When the speed pattern generator 3 is given a certain amount of positive potential from the terminal 1, it generates a time vs. speed deceleration pattern as described above. The deceleration command gradient of this deceleration pattern output changes depending on the magnitude.

In other words, if the load on the elevator is light and the elevator is traveling quickly as shown by line A in Figure 2, the pattern will be such that the deceleration will be at a steep gradient from the deceleration reference point to the landing stop position as shown by line b-c. output, and when the load on the elevator is heavy and the running speed is slow as shown by line B, b-e
As shown by the line, a pattern output is generated that decelerates at a relatively gentle slope.

In this way, the difference in initial speed at the deceleration reference point is given from the memory circuit 13 to the speed pattern generator 3 as a control signal for varying the deceleration gradient of the deceleration pattern.

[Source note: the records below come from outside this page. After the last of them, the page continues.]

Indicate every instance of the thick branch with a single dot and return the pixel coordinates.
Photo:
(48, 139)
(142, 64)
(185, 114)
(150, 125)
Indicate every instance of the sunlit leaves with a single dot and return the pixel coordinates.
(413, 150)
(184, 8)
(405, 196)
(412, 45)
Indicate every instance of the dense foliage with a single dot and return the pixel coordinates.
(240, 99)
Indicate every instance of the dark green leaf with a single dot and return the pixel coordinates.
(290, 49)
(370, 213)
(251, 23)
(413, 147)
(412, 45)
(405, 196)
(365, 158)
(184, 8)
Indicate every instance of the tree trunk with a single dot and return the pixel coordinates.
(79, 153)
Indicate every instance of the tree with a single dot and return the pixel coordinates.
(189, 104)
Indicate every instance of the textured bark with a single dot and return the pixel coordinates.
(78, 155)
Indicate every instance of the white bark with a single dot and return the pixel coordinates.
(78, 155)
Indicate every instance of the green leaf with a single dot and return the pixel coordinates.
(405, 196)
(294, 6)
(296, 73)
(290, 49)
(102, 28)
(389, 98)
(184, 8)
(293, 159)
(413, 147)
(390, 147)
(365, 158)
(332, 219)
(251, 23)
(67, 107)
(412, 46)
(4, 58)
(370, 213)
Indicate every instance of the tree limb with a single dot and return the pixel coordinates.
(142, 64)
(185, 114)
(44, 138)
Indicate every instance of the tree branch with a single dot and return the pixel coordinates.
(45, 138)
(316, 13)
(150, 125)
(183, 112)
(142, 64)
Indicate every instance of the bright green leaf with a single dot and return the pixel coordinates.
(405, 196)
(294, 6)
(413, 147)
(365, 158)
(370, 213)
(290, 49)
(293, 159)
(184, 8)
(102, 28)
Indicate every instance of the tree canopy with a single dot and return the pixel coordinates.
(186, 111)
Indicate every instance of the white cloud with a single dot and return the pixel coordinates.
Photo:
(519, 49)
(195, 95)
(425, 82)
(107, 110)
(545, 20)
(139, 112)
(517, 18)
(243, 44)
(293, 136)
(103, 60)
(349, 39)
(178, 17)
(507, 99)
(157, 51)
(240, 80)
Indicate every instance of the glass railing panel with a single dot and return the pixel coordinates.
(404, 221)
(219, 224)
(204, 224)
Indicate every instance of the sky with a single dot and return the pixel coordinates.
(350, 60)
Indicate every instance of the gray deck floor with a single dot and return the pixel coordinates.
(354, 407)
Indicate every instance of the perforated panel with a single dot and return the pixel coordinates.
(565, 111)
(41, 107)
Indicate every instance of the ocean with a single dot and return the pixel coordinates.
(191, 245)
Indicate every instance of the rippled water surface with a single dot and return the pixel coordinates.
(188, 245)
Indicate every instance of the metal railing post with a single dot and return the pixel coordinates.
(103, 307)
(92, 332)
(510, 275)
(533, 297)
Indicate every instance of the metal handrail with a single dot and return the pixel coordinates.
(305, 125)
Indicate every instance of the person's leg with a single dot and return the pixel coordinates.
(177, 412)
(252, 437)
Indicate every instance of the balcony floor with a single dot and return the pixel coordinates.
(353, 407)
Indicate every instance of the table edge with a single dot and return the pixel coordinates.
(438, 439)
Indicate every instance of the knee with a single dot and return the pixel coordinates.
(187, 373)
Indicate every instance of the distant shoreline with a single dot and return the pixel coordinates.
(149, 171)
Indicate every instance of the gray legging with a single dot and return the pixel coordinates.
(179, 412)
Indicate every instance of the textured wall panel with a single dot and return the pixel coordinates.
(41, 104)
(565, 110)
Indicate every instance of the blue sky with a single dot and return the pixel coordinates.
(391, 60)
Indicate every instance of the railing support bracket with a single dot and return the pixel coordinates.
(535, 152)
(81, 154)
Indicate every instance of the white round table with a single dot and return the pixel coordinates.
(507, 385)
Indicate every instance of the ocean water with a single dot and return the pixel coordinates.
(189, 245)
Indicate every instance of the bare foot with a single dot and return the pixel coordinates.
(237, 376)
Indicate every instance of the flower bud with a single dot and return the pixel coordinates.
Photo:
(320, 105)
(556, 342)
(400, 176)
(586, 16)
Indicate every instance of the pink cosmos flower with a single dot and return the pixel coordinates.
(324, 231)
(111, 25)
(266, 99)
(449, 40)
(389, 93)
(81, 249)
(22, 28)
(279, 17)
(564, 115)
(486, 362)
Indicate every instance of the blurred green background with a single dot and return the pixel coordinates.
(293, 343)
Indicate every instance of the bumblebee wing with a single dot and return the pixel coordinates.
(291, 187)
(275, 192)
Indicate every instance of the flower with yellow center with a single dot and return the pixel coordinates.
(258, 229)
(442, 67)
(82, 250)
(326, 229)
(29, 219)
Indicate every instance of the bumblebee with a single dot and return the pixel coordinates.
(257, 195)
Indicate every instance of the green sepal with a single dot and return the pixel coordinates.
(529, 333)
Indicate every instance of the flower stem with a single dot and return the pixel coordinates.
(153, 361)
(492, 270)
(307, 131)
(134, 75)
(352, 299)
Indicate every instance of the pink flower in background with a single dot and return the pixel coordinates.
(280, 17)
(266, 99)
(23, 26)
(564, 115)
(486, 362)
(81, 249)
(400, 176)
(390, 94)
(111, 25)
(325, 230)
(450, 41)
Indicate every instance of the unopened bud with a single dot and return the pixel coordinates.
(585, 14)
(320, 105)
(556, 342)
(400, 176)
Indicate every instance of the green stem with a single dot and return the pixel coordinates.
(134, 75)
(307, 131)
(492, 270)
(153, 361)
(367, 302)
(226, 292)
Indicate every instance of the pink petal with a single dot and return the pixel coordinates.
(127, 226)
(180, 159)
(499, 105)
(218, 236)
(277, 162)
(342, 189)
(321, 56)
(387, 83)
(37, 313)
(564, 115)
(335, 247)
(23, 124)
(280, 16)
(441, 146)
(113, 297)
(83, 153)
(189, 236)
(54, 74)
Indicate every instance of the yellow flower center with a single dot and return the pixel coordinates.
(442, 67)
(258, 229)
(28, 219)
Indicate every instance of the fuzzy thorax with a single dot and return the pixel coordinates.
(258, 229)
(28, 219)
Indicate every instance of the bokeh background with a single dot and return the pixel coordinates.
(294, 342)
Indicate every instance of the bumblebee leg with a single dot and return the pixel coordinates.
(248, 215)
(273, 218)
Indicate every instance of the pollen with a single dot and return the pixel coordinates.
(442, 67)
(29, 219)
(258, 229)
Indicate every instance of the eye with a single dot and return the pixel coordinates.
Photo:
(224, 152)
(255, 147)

The output of the speed pattern generator 3 passes through a comparator circuit 5, is amplified by a speed control amplifier 6, and is taken out to an output terminal 7 through a switch 9a which is activated and closed by the output of a comparator 8.

Therefore, a deceleration control signal appears at the output terminal 7 from the time when the deceleration pattern output from the speed pattern generator 3 and the actual running speed of the elevator match.

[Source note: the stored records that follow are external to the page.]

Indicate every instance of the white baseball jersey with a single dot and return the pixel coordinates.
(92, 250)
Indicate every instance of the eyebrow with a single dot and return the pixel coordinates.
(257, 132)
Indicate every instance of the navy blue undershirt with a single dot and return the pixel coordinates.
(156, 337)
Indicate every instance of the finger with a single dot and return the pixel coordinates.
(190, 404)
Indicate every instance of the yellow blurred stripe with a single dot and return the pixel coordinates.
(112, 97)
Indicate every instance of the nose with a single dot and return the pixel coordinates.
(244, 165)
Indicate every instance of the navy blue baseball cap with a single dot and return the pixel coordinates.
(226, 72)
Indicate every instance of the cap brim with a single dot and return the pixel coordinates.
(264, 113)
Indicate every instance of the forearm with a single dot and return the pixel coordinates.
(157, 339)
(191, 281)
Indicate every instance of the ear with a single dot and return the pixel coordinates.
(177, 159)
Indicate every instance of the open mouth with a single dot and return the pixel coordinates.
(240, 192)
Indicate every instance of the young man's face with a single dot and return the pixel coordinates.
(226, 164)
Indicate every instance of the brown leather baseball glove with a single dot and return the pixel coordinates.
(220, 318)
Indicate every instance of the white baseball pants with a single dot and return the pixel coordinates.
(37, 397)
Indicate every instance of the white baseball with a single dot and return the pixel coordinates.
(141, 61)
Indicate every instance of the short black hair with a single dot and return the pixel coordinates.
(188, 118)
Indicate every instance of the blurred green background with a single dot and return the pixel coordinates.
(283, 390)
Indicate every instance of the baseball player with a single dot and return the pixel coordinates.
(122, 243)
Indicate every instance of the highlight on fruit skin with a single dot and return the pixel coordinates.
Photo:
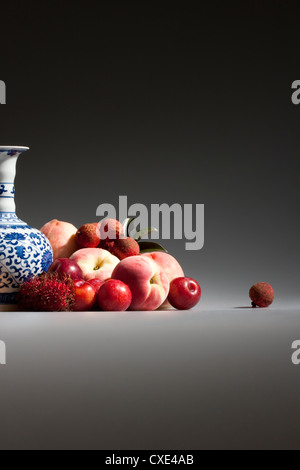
(262, 295)
(47, 293)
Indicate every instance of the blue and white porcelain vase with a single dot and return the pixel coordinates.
(24, 251)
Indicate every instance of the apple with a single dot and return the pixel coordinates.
(114, 296)
(85, 296)
(88, 236)
(95, 263)
(148, 283)
(111, 229)
(68, 267)
(185, 293)
(171, 267)
(61, 236)
(96, 283)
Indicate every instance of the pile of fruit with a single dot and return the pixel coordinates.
(100, 267)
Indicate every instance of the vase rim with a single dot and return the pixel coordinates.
(17, 148)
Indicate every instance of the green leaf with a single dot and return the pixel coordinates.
(126, 224)
(142, 233)
(148, 247)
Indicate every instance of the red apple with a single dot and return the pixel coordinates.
(88, 236)
(66, 266)
(114, 296)
(96, 283)
(185, 293)
(85, 296)
(111, 229)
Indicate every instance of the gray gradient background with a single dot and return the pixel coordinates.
(162, 106)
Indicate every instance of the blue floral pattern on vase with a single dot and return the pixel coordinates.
(24, 252)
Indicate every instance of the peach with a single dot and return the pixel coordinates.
(148, 283)
(123, 247)
(61, 236)
(95, 263)
(171, 267)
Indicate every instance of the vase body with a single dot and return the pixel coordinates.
(24, 251)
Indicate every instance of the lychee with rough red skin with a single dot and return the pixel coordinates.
(88, 236)
(262, 295)
(123, 248)
(111, 229)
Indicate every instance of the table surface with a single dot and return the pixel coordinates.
(165, 380)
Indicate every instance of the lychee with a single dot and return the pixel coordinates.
(47, 293)
(262, 295)
(88, 236)
(123, 247)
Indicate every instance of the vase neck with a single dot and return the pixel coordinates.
(7, 183)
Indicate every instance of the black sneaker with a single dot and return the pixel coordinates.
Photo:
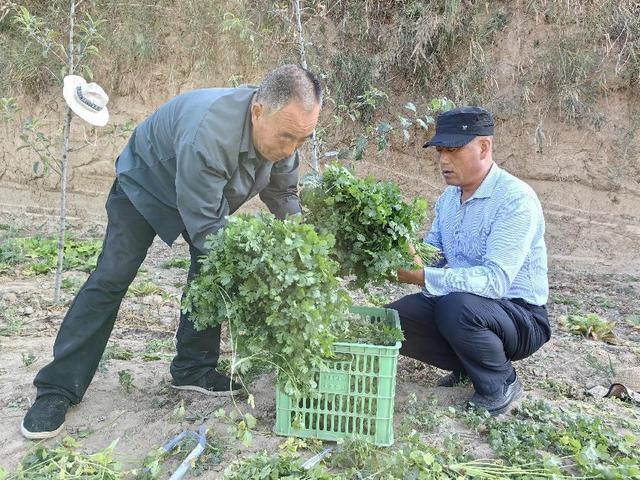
(498, 403)
(213, 383)
(454, 379)
(46, 417)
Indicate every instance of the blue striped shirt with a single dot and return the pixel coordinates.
(492, 243)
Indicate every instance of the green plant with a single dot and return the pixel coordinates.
(66, 461)
(241, 424)
(10, 323)
(178, 262)
(116, 352)
(372, 224)
(361, 330)
(73, 56)
(40, 253)
(8, 109)
(157, 349)
(590, 325)
(28, 359)
(125, 379)
(595, 448)
(263, 466)
(274, 283)
(421, 415)
(71, 284)
(143, 288)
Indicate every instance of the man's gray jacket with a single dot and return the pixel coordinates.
(192, 163)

That is, when the running speed of the elevator is high as shown by line A in FIG. switch 9a closes and deceleration starts.

In addition, when the running speed of the elevator is low as shown by line B, the deceleration pattern output of the speed pattern generator 3 shown by line b-e decreases to some extent, and the switch 9a is turned off at the intersection d that coincides with the elevator running speed. Closing deceleration begins.

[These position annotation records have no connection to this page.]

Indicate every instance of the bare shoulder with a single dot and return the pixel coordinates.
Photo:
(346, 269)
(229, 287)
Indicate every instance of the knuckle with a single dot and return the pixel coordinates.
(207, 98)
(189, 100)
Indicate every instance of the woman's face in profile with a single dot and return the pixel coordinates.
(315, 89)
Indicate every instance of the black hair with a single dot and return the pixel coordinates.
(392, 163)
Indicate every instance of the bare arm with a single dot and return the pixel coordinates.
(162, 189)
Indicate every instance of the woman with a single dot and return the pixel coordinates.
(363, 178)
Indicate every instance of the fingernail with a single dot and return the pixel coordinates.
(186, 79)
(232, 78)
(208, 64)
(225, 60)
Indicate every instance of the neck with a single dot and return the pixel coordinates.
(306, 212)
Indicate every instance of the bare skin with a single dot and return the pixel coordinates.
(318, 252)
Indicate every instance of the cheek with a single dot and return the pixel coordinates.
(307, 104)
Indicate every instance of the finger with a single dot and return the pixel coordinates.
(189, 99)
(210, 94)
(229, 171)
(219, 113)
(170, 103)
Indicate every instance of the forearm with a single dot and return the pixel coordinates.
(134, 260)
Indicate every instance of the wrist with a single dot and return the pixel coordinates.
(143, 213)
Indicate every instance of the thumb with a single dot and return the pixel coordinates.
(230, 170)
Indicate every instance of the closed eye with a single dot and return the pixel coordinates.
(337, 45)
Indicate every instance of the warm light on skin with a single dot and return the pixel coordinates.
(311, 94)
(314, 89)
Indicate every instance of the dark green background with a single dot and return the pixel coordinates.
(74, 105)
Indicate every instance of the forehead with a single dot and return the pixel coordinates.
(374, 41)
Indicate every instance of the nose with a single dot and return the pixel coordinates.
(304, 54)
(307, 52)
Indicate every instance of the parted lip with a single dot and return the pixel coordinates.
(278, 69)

In this way, even if the initial speed at the deceleration reference point changes, the deceleration command gradient of the deceleration pattern of the speed pattern generator is variably controlled by the change in initial speed, and the point at which deceleration actually starts is determined by the elevator running speed. and the deceleration pattern output, so that the area of the triangle a-b-c and the area of the trapezoid a-f-d-e, which are the traveling distance from the deceleration reference point to the landing position, are the same. controlled by.

As described above, according to the AC elevator control device of the present invention, the deceleration command slope of the deceleration pattern of the speed pattern generator is variably controlled depending on the magnitude of the initial speed of the deceleration reference point, and The deceleration control is actually performed from the point where the deceleration pattern matches, and the distance traveled from the deceleration start command point to the landing stop position is controlled to always be the same, so deceleration can be started smoothly and accurately. It has features such as being able to achieve an implantation state.

[Brief explanation of drawings]

FIG. 1 is a block circuit diagram of an embodiment of an AC elevator control system according to the present invention, and FIG. 2 is a deceleration pattern diagram of a speed pattern generator thereof. 3...Speed pattern generator, 4...Speed detector, 5...Comparison circuit, 6...Speed control amplifier, 8... Comparator, 9...
・・Excitation coil s9a of the speed changeover switch・・・・・
Speed selection switch, 10...Reference setter, 1
1... Comparison circuit, 12... Speed deviation detection amplifier, 13... Memory circuit, XAt. XA2... Normally open contact that closes in response to the deceleration reference point arrival signal, XBt, xB2... Normally closed contact that opens in response to the deceleration reference point arrival signal.

Claims (1)

[Claims] 1. In an elevator using an AC feedback control system that performs feedback control only during deceleration, a time vs. speed pattern generator that generates a deceleration pattern output from a deceleration reference point, a deceleration pattern of the time vs. speed pattern generator, and the actual running speed of the elevator. A circuit that performs deceleration control from the intersection with An AC elevator control device comprising: a circuit for variably controlling a deceleration command gradient of a deceleration pattern.